CDS-101: Introduction to Computational and Data Sciences

Individual submissions due: October 26, 2018 @ 11:59pm

Github Classroom repo for Homework 2

Instructions

Obtain the Github repository you will use to complete homework 2, which contains a starter RMarkdown file named homework_2.Rmd, which you will use to do your work and write-up when completing the questions below. Be sure to save, commit, and push (upload) frequently to Github so that you have incremental snapshots of your work. When you’re done, follow the How to submit section below to setup a Pull Request, which will be used for feedback.
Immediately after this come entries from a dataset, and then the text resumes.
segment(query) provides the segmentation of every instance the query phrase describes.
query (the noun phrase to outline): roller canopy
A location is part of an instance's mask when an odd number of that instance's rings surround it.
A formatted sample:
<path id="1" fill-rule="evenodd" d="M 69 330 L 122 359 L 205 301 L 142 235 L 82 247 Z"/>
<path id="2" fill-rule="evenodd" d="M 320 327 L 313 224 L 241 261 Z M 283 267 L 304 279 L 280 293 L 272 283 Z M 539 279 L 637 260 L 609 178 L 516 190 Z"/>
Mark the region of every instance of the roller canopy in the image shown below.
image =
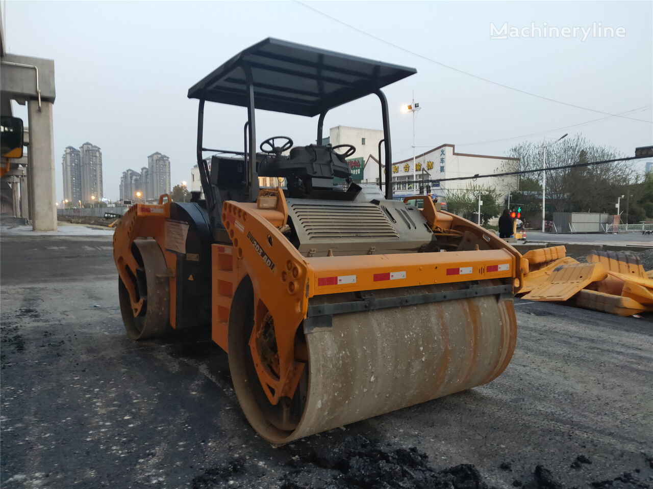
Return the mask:
<path id="1" fill-rule="evenodd" d="M 193 85 L 188 98 L 247 106 L 242 68 L 247 66 L 253 80 L 255 108 L 309 117 L 417 72 L 414 68 L 268 38 Z"/>

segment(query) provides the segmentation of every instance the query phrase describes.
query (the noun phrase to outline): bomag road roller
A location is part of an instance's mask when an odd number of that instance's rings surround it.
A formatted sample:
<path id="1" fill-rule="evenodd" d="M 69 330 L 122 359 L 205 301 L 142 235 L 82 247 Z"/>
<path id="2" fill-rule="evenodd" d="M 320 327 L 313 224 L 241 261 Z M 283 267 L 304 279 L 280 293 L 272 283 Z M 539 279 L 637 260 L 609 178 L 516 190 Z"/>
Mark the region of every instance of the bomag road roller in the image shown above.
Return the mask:
<path id="1" fill-rule="evenodd" d="M 381 89 L 415 72 L 273 38 L 252 46 L 188 92 L 203 195 L 137 203 L 116 230 L 128 334 L 210 324 L 246 417 L 271 443 L 485 384 L 513 355 L 528 262 L 428 196 L 392 200 Z M 369 95 L 385 164 L 366 185 L 351 177 L 355 148 L 325 143 L 323 125 Z M 240 148 L 205 147 L 207 101 L 246 108 Z M 315 142 L 257 148 L 257 110 L 317 116 Z M 283 185 L 261 188 L 261 177 Z"/>

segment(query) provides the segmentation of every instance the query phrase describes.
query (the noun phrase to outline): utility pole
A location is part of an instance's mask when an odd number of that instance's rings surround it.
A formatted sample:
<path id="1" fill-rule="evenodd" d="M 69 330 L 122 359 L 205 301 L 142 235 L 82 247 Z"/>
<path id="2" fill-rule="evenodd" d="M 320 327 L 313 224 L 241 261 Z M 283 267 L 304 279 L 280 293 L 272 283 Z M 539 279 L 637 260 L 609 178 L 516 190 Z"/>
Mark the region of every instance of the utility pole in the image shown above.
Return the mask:
<path id="1" fill-rule="evenodd" d="M 413 92 L 413 103 L 408 106 L 408 111 L 413 113 L 413 190 L 415 190 L 415 185 L 417 181 L 415 164 L 415 113 L 420 110 L 422 108 L 419 106 L 419 103 L 415 103 L 415 92 Z"/>
<path id="2" fill-rule="evenodd" d="M 545 231 L 545 196 L 547 194 L 547 148 L 549 146 L 552 146 L 558 141 L 562 139 L 564 139 L 567 137 L 567 133 L 564 135 L 561 136 L 558 139 L 554 141 L 552 143 L 549 143 L 549 144 L 544 145 L 544 165 L 543 165 L 543 171 L 542 171 L 542 231 Z M 545 136 L 546 138 L 546 136 Z"/>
Individual rough draft versus the group draft

Remember that you will be working through the homework assignment individually first (this is what is due by the end of the day on October 26th), and later you will be assigned to a group where you will clean up the draft. As written in the course syllabus:

Homework assignments will completed in two stages. The first is the “rough draft” stage that each student must complete on their own. Grades for these submissions will be primarily based on the correctness of your answers to each question. The second is the “group draft” stage, which will begin approximately 3 days after the rough drafts are due. You will be assigned into groups where you will discuss the questions and assemble a final draft together. You will not know these groups beforehand, and they will change with each assignment. Grades for the group-submitted final drafts will, in addition to correctness, be based on document formatting, visualization quality, writing quality, and code style.

Both the individual rough draft and group report homework submissions are to be completed using the R Markdown format and they must successfully knit to HTML and PDF in a clean RStudio environment. In the individual submissions, full sentences are required when the question is asking for a written response. In the group reports, full sentences with proper grammar and punctuation are to be used throughout the report. The group reports should explain what you are doing with each chunk of code and to interpret the meaning of what you calculate so that a person that is not familiar with the problem could follow your logic.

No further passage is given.